In conventional X86 pipeline microprocessors, the pipeline is flushed and refilled whenever a far jump or far call instruction is executed. This flushing action effectively slows down the operation of the microprocessor. In more detail, the execution of a far jump or far call instruction requires that a new code segment descriptor be loaded into the code segment descriptor register of the microprocessor. The term “far jump-call” is used collectively herein to indicate a far jump or far call instruction. The far jump-call instruction prescribes the new code segment descriptor along with an offset. This code segment descriptor includes a new code segment base address to which the offset is added to determine the far jump-call target address. Once this target address has been computed, it is provided to the next instruction pointer so that subsequent instructions beginning at the target address can be fetched and executed by the pipeline.

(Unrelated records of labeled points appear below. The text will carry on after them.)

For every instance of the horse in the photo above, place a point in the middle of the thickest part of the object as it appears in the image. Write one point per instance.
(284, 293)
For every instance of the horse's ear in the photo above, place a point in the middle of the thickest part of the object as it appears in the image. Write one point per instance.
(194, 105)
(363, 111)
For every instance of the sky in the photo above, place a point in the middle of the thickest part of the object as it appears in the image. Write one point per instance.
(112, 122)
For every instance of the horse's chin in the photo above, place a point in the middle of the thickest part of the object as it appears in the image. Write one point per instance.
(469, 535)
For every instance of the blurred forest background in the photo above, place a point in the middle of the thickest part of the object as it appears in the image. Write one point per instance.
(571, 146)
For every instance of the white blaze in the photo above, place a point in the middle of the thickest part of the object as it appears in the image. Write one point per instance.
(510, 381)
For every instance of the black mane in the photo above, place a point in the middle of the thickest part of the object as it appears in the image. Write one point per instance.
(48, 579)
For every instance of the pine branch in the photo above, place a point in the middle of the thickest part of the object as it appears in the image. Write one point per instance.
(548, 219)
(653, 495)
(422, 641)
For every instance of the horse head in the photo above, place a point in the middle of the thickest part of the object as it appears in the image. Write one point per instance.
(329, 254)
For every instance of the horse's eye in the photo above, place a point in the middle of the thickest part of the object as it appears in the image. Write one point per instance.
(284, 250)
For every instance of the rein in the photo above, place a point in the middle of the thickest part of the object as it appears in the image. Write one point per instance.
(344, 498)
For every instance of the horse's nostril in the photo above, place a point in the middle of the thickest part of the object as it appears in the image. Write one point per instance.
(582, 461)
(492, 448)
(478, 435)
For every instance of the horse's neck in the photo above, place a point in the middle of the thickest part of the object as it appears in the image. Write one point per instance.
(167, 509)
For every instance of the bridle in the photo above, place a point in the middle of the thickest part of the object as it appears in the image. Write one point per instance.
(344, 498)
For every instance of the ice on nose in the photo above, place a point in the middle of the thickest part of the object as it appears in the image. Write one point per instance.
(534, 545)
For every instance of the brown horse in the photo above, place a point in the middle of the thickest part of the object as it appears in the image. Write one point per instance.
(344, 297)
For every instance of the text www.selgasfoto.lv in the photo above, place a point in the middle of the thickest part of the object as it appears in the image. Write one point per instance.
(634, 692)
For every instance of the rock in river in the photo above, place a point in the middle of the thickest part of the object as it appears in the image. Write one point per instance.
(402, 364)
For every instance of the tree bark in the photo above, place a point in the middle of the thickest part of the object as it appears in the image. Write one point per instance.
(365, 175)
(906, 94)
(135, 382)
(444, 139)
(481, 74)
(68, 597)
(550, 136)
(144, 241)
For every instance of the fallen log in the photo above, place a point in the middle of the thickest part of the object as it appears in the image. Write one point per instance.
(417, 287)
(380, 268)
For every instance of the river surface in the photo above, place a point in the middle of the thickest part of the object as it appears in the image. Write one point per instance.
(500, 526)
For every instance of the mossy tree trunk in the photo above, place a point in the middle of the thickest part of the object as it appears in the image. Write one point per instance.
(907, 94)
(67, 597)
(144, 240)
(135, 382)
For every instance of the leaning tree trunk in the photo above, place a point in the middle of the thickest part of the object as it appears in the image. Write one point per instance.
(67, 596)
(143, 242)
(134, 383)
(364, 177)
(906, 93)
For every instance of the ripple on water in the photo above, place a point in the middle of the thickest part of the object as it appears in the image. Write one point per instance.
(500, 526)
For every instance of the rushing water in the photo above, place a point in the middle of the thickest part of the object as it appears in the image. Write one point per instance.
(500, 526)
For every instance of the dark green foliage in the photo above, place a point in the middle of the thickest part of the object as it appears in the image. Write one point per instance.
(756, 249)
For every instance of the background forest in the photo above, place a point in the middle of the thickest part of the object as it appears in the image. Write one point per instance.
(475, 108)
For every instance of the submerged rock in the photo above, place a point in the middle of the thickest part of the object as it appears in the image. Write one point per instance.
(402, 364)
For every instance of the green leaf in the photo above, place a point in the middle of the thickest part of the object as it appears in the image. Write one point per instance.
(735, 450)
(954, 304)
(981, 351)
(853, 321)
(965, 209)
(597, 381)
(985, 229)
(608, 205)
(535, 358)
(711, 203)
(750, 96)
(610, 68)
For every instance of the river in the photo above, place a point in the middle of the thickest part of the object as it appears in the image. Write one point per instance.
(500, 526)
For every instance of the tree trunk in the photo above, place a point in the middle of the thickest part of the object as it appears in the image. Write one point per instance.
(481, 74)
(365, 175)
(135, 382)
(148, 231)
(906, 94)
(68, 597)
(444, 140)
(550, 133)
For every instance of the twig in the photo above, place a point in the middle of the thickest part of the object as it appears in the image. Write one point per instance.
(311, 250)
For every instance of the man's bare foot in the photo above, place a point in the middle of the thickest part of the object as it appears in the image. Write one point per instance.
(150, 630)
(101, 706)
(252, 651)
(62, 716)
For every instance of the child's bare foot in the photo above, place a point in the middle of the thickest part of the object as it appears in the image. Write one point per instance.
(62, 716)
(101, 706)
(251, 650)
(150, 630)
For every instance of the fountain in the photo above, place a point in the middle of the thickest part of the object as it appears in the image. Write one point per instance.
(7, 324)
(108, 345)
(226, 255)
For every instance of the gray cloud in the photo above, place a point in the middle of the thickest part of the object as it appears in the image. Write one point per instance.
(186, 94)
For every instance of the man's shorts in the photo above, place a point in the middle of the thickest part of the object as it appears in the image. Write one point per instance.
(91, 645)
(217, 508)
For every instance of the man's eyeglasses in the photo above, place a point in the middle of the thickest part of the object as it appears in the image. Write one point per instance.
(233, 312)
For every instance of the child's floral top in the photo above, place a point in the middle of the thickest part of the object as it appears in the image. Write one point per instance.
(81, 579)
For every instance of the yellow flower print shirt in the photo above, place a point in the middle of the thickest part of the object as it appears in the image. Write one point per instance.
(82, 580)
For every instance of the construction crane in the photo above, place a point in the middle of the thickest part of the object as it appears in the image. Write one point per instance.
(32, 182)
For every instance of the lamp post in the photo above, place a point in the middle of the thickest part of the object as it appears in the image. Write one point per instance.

Current x86 pipeline processors either 1) do not perform any type of speculative branch for far jump-calls at all, or they 2) utilize a branch target buffer (BTB) for predicting far jump target addresses. In the 1st scenario, the new code segment descriptor corresponding to the segment of the far call instruction is loaded from memory and the target address of the far call is calculated when the far jump is executed, typically in a later pipeline stage. Unfortunately, in this scenario far jumps incur a penalty that is roughly equivalent to the number of stages in the pipeline between the stage where the far jump instruction is fetched and the stage where it is resolved. For pipeline microprocessor having only a few stages, the penalties associated with stalling the pipeline until resolution at a later stage are not sufficiently serious to merit any type of speculative branch logic for far jumps/calls. However, to increase microprocessor throughput, designers continue to decompose the pipeline logic into increasingly more stages. Hence, to provide no far jump prediction at all in a modern pipeline microprocessor will result in excessive pipeline delays associated with the execution of far jump-call instructions.
In the 2nd scenario, the branch target buffer (BTB) provides a small array in an early pipeline stage into which is stored the code segment base entries corresponding to the N most recently executed instructions (wherein N is an integer). The offset of a current far jump instruction is used to index into a far jump BTB. If a corresponding entry exists (i.e. a BTB hit), then the contents of the entry are provided to speculative address calculation logic for calculation of a speculative target address. Subsequent instructions are thus fetched from the speculative address forward. Unfortunately, in this scenario wherein a branch target buffer (BTB) is employed for prediction of far jump target addresses, if no corresponding entry exists in the BTB (i.e. a BTB miss), then the microprocessor pipeline will be stalled until the current far jump instruction is resolved. Also unfortunately, in this scenario, the same penalty is incurred as if no prediction logic had been employed whatsoever.
What is needed is a technique for performing branch prediction on far jumps and far calls in a manner which reduces the pipeline flushing penalties associated with far jumps and calls. Moreover, a mechanism is needed for increasing microprocessor efficiency when far jumps/calls are encountered even when branch target buffer misses occur.